Automated curation is something being worked on, but this will never be 100%, as language is too complex and new data types are constantly being produced – there will always be a need for a human hand. Currently there is a lot of work being done on vast volumes of legacy data. This requires a lot of focused resource, again preventing timely progress in the field.
Mind blocks – I think the penny has dropped but the commitment in the uptake of standards is lagging behind due to many organisations and institutions fearing the costs but not fully appreciating the time savings and efficiency gains in the longer term. It is a complex business with a rapid learning curve but with many expensive legacy data standardization projects being carried out the value of historical data is not being ignored and the advantages and benefits of standards has long since begun with many governments and foundations leading the way.

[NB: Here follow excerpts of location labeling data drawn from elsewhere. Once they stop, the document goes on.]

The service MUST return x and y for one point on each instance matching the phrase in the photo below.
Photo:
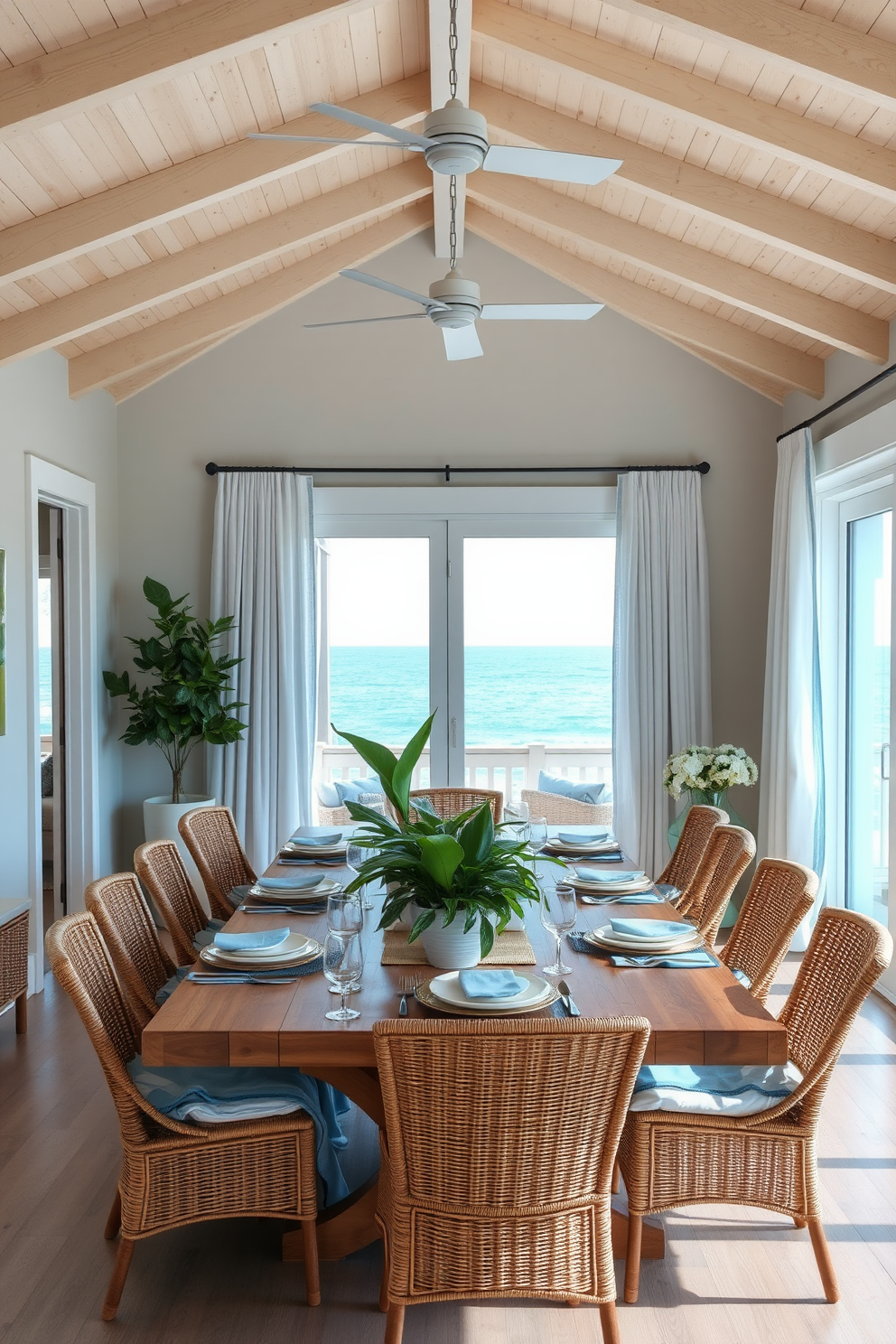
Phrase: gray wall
(600, 391)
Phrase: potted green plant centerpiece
(460, 879)
(185, 702)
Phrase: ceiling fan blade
(405, 137)
(393, 289)
(550, 163)
(360, 322)
(333, 140)
(461, 341)
(540, 312)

The most expensive miscomprehension is that standards are there to retrofit existing data to. The standards are designed right from the point of data gathering and clinical trial protocol design to the data analysis. The cost savings in application of standards all the way through the lifecycle of the data far outweigh the costs and you are also then creating data that can go on to be compared with similar studies giving greater gains from these valuable medical studies; studies where patients have often given their blood, some sweat, but hopefully not any tears for the greater good.
How does eTRIKS contribute to the data standards landscape?
Work Package 3 of the eTRIKS project (standards research and coordination) is lead by Michael Braxenthaler of Roche, Paul Houston of CDISC and Philippe Rocca-Serra of the University of Oxford. Their team works with global standards organisations on new standards development, and they frequently engage a world class advisory board ensuring a cutting edge view on the data standards landscape. The team establishes and maintains interaction with IMI and non-IMI translational research projects concerning their data standard and data interchange requirements. Through CDISC inter alia, they promote gold standards for translational research knowledge sharing, and these standards are being applied by eTRIKS client projects.
We also provide recommendations for omics standards. The current efforts are not about enforcement but rather recommendations as a guideline for standards decisions. With the recent inclusion of the University of Oxfords e-Research Centre as an eTRIKS partner with highly valuable expertise around biomedical standards we are now in a position to not only select standards for recommendations but also begin to provide critically important tools to support the application of terminology standards in the experiment and trial design phase as well as in the data acquisition and curation phases.
Finally, we are defining a metadata registry and repository approach to enable consistent application of standards. In close collaboration with other work packages of eTRIKS, namely the curation work package (WP4) and the tranSMART platform development work package (WP2) we are focussing on ensuring the highest possible quality of translational data as a basis for progressing the development of new treatments and options to improve patients’ lives.